Poème de jeunesse

Les Amis de Flaubert – Année 1961 – Bulletin n° 19 – Page 59

 

Poème de jeunesse

Par Gustave Flaubert

 

Un Dimanche arrêté devant la Madeleine

Je regardais la foule au dedans se presser

Il semblait à la voir recueillie sereine

Qu’à la source de vie elle s’en vint puiser.

Je ne sais pas pourquoi je me mis à la suivre

Mais oubliant le but qui m’attirait ailleurs

J’entrai dans une enceinte où l’âme se délivre

Des choses de la terre et des vieilles douleurs.

Quand on eut dit la messe et que du saint asyle

Le peuple s’en alla, je ne le suivis pas

Seul, je me promenai le long du péristyle

N’entendant pas le bruit que l’on faisait en bas.

Il me vint à l’esprit chose étrange sans doute

Qu’à tout je m’oubliais dans l’incrédulité

Que j’avais pris peut-être une mauvaise route

Et que si je souffrais je l’avais mérité.
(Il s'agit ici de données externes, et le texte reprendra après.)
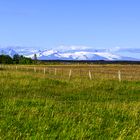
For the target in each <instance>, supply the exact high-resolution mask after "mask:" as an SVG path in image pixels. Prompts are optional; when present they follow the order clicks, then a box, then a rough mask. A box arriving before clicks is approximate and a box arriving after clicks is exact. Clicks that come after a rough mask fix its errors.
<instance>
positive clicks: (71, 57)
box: [0, 46, 140, 61]
mask: <svg viewBox="0 0 140 140" xmlns="http://www.w3.org/2000/svg"><path fill="white" fill-rule="evenodd" d="M0 54H6V55H9V56H11V57H13V56H14V55H15V54H19V55H23V56H25V57H30V58H32V59H34V55H35V54H36V56H37V59H38V60H129V61H131V60H132V61H140V48H119V47H115V48H111V49H93V48H89V47H84V46H79V47H77V46H68V47H67V46H61V47H58V48H56V49H44V50H39V49H34V48H25V47H5V48H4V47H0Z"/></svg>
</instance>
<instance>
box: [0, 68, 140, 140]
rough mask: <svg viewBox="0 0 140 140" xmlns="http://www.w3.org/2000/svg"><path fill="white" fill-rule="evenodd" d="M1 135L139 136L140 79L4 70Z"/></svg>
mask: <svg viewBox="0 0 140 140" xmlns="http://www.w3.org/2000/svg"><path fill="white" fill-rule="evenodd" d="M122 67H123V66H122ZM130 67H131V66H130ZM132 68H134V67H132ZM114 69H117V67H114ZM124 69H125V66H124ZM135 69H137V70H139V66H138V68H135ZM139 75H140V73H139ZM101 76H102V75H100V77H101ZM137 77H138V76H137ZM0 139H1V140H9V139H14V140H15V139H17V140H18V139H19V140H22V139H23V140H26V139H27V140H34V139H35V140H48V139H50V140H54V139H59V140H86V139H87V140H89V139H91V140H98V139H99V140H110V139H112V140H114V139H117V140H131V139H132V140H139V139H140V80H127V79H124V80H123V81H121V82H119V81H118V80H117V79H107V78H105V79H98V78H97V79H96V80H94V79H93V80H89V78H84V77H82V78H79V77H76V78H74V79H71V80H68V79H66V78H62V77H61V78H59V76H58V77H57V78H54V77H49V76H48V75H47V74H46V75H45V76H44V74H43V73H39V72H38V73H37V72H36V73H34V72H27V71H21V70H7V69H0Z"/></svg>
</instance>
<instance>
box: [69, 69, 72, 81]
mask: <svg viewBox="0 0 140 140" xmlns="http://www.w3.org/2000/svg"><path fill="white" fill-rule="evenodd" d="M71 74H72V71H71V69H70V71H69V80H70V79H71Z"/></svg>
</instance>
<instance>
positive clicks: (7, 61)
mask: <svg viewBox="0 0 140 140" xmlns="http://www.w3.org/2000/svg"><path fill="white" fill-rule="evenodd" d="M0 63H1V64H36V63H37V57H36V55H34V60H33V59H31V58H27V57H24V56H23V55H18V54H15V55H14V56H13V57H10V56H9V55H4V54H2V55H0Z"/></svg>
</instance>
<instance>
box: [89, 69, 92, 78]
mask: <svg viewBox="0 0 140 140" xmlns="http://www.w3.org/2000/svg"><path fill="white" fill-rule="evenodd" d="M88 75H89V79H90V80H92V76H91V72H90V70H89V72H88Z"/></svg>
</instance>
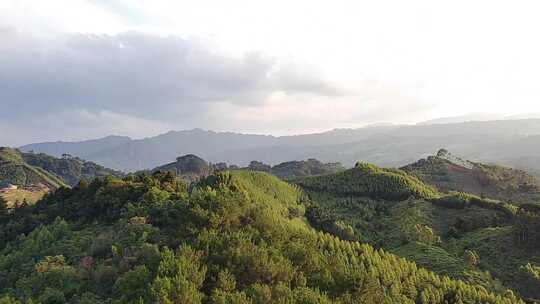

Les rayons du soleil illuminaient les dalles

Mon œil se dilatait plein de sérénité

Il me semblait sortir des ténèbres fatales

Où depuis { si longtemps } le doute m’a jeté.

{ que je vis }

Pendant que du Seigneur je regardais l’église

Pensant que son appui peut-être m’eût sauvé,

Un œuf d’oiseau tombé des festons de la frise

S’ouvrit près de mes pieds brisé par le pavé.

Je ne sais pas pourquoi cela navra mon âme

Mais je sentis au cœur comme le froid acier.

De l’espérance en moi soudain mourut la flamme

Et du temple désert je sortis sans prier.

G. F.

 

Ce poème a figuré, voici quelques années, au Catalogue d’un grand marchand d’autographes parisien, sous la mention : « Poème de jeunesse de G. Flaubert » – ce que l’écriture confirme nettement.

Mais À QUELLE DATE le poème a-t-il été écrit ? Et de quelle Madeleine s’agit-il ? Car il en est une à Paris que Gustave Flaubert eût pu fréquenter pendant son séjour à Paris (Novembre 1841 – Décembre 1843) et une à Rouen qui, toute proche de l’Hôtel-Dieu, était la paroisse de la famille Flaubert, et qui toutes les deux ont un péristyle et un fronton Grecs.

Simple curiosité du point de vue littéraire, il n’en apporte pas moins une nouvelle preuve de l’importance que le problème religieux avait déjà pour le futur évocateur de Saint Antoine

 

Le texte de ce poème nous a été communiqué par M. Gaston Bosquet que nous remercions vivement.